Ruth Wariner grew up in one of these Mexican polygamist outposts, born to a diehard believer mother and a father she never met; he was murdered by his brother while she was a baby. Her father was Joel LeBaron, founder of the Church of the Firstborn, headquartered on the Colonia LeBaron ranch in Chihuahua, Mexico. Ruth’s mother struggles in extreme poverty to raise Ruth and her siblings while married to her new total shitbag husband, who does nothing but impregnate her and his other wives, abuse the children and perform shoddy repair work around the colony.
Several of Ruth’s siblings have learning or developmental disorders, and it falls to Ruth and her brother Matt to care for the always-growing towheaded brood, while trying to navigate their own childhood stresses like sporadic schooling, malnutrition, hunger, and the lack of steadying familial connections from a reasonable, loving extended family. Reasonable meaning: not an overflowing anthill of half siblings and cousins in a technologically impaired, impoverished, isolated religious colony.
I was continually stunned at how much Ruth’s mother loved her and her siblings, and yet simultaneously, how horribly she neglected them. It was thanks to her choices, her adherence to extremist religious beliefs, that these kids grew up in extreme poverty, separated from loving grandparents, suffering the effects of malnutrition, abuse and trauma. Despite their belief that the United States was a sinful Babylonian empire doomed to impending collapse, the family travels monthly to Texas for food stamps and government benefits, their only income and means of survival. Despite these limited means, already stretched precariously thin considering the number of mouths to be fed plus special needs kids requiring care they’re unable to provide, Ruth’s mother and her aforementioned shitbag husband keep having children, eventually pulling Ruth out of school to help her mother raise them. It was infuriating. And then comes tragedy after tragedy, like a storm that won’t let up.
I can’t sugarcoat it, and Wariner certainly doesn’t either – this is hard stuff to get through. Sometimes I read with a lump in my throat, afraid I’d burst into tears on the subway. As I mentioned, I cried when I finished, because as uplifting as Ruth chooses to make her life, her story, and her siblings’ future, they go through a lot of rockiness getting there. It’s scary, painful, and heartbreakingly sad to read about, and I think it’s human nature to try to make sense of it, to understand something – unfortunately, it’s just not possible to fully comprehend.

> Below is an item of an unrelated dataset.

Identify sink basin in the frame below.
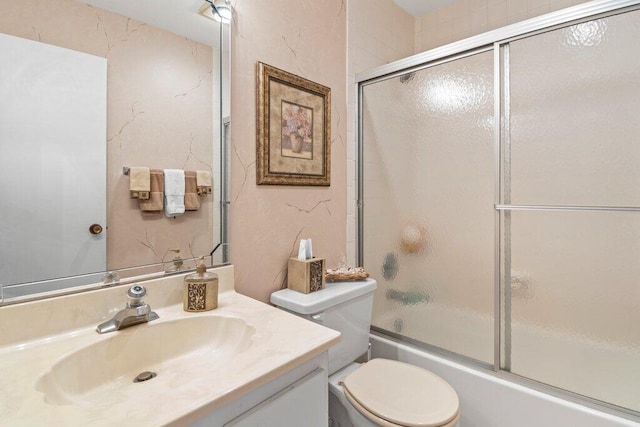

Ruth’s strength, energy, vision for the future, and unlimited love are the positive takeaway messages, the rest is the sad remains of what religious extremism is capable of. She’s an effortlessly emotional writer, yet still with the remove and careful consideration that comes with time and maturity. She writes such rich detail and description of her siblings that they become familiar, people we know and feel for, and it’s hard to follow along with what they are subjected to.
I don’t think I’ve ever read a book that had me thinking about it so much during the time I wasn’t reading. I burned through it in every spare moment over the course of two days, and cried when I finished. I’m so sorry that anyone had to live this life. No one should have to endure what Ruth endured, but she’s an inspiring survivor. On her website, I clicked through photos of her and her siblings, Ruth on her wedding day – and she’s beautiful and shining, her smile radiates – I was just moved to tears. She’s so positive, so loving despite admitting that her mother could never teach or show her how to love because she didn’t know how herself. Ruth becomes the glue that holds her family together, and in the intense final passages of the book, she’s the impetus that propels them out from their troubled beginnings to a better life back across the border. Incomparably inspiring, despite so much grittiness.